Bare Metal Is For Massively Scalable Distributed Transaction Processing

InfiniSQL™ is a massively scalable relational database management system (RDBMS). It excels at performing distributed transactions--and is arguably the best at this kind of workload. This was demonstrated recently through repeatable benchmark testing performed on Internap's Bare Metal Cloud infrastructure. This testing proved the assumptions guiding InfiniSQL's design--and bare metal proved to be a requirement for the level of performance achieved. This article will describe InfiniSQL with emphasis on elements that benefit the most from bare metal computing.

Background

InfiniSQL was conceived by me through the course of working in fast-growing, mission critical enterprise transaction processing environments. For several years I was the capacity planner and systems performance engineer for the Internet's biggest card payments gateway. Traditional enterprise databases have architectural flaws that make them poorly fit modern environments that need to be up 24x7, grow continuously, and rapidly respond to new business needs. InfiniSQL's design overcomes these flaws and enables the types of transactional workloads that RDBMSs have always carried out. InfiniSQL is being written from scratch. We're still in early stages, so not all planned production capabilities are available yet. But the scalable transaction processing core of InfiniSQL is functional and ready for early adopters. It is free software that is hosted on GitHub, and new developers are invited to contribute.

Transaction Scaling Challenge

Scaling transaction processing systems beyond a single server is a problem that few projects have solved.

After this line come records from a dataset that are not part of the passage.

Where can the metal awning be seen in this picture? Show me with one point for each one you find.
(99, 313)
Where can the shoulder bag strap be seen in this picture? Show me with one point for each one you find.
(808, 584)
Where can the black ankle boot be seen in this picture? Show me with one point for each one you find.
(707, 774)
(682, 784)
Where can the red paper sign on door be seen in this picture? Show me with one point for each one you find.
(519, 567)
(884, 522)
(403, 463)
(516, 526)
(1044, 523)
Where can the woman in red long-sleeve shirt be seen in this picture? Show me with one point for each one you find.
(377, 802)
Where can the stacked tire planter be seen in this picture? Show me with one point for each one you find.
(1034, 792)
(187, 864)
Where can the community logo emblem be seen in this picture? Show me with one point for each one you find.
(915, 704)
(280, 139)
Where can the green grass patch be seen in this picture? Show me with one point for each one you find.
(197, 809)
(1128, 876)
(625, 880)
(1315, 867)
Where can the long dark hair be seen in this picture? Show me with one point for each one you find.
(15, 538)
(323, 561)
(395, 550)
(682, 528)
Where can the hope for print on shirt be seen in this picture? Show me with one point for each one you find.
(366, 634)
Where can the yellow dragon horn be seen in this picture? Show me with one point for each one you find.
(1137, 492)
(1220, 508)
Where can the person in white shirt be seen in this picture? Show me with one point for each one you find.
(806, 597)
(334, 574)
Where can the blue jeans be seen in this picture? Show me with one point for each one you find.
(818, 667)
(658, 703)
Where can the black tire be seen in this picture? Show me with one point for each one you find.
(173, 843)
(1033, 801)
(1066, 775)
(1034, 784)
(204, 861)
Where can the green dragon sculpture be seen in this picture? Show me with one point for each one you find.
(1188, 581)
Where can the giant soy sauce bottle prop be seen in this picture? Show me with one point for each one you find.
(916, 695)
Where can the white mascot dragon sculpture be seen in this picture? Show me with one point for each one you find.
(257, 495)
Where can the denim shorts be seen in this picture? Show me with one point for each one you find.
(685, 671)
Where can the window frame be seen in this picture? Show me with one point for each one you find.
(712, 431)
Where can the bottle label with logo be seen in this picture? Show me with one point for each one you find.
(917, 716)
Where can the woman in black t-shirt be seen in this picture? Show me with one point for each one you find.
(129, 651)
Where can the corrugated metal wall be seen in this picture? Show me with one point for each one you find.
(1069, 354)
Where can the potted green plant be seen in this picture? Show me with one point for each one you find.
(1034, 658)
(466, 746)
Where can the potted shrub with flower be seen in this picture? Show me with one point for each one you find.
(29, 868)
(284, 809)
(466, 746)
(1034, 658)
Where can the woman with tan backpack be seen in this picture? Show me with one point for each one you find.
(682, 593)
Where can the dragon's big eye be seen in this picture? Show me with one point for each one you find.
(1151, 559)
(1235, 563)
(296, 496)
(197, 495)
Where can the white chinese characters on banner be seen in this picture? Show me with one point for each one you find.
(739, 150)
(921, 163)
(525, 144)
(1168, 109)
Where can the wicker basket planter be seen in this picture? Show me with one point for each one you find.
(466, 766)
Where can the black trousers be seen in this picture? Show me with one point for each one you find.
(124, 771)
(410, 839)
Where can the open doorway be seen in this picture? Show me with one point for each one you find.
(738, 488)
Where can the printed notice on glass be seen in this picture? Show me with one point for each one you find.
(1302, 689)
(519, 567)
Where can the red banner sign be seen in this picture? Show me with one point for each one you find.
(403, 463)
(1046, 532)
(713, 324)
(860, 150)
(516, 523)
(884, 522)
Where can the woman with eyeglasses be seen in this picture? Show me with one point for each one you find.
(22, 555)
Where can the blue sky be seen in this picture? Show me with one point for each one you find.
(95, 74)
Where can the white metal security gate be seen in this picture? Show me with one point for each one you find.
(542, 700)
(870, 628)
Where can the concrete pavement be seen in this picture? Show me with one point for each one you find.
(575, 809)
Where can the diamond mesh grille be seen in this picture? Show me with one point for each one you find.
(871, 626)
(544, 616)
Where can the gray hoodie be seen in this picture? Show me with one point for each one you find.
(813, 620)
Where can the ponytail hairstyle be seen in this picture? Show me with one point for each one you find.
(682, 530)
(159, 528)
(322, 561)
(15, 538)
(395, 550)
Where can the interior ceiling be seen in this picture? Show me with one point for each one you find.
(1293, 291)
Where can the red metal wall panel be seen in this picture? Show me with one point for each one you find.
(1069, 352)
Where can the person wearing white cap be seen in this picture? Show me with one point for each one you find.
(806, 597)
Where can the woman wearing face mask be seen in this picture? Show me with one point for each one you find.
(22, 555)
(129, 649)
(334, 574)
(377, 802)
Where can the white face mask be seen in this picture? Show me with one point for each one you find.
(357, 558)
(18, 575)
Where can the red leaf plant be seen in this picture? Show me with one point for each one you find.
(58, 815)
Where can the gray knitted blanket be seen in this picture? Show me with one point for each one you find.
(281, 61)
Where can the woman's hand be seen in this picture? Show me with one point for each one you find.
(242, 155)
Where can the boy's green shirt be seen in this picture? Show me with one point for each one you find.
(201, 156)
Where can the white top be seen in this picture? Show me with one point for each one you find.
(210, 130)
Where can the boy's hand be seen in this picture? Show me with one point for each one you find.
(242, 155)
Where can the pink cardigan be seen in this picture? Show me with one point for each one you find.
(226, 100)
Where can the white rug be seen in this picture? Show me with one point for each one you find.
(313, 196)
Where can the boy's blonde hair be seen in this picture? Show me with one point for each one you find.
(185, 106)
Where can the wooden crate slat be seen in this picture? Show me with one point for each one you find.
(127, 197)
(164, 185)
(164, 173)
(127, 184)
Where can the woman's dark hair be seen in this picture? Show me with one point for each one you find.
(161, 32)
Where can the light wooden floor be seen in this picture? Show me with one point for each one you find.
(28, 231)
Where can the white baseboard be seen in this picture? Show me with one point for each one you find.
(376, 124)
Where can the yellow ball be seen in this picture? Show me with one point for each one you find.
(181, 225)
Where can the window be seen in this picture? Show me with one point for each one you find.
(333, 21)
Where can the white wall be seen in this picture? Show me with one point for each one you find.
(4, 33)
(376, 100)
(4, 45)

There are many examples of key-value and document databases that are able to scale across multiple nodes And a handful of relational databases which can also do so. But in most cases, these systems' performance drops off drastically for transactions that contain records on multiple nodes, if they are even able to do that kind of work. Unless a transaction type is carefully crafted (or unless the designer is lucky), workloads running on single RDBMS systems become distributed transaction workloads when moved to a horizontally scalable RDBMS such as InfiniSQL. As anybody who has had to scale a transaction processing environment knows, there is often a large amount of energy spent in application re-architecture, implementing workarounds, and incorporating various point solutions. InfiniSQL was designed to support the kind of work that users currently  in their environment while minimizing this kind of re-architecture.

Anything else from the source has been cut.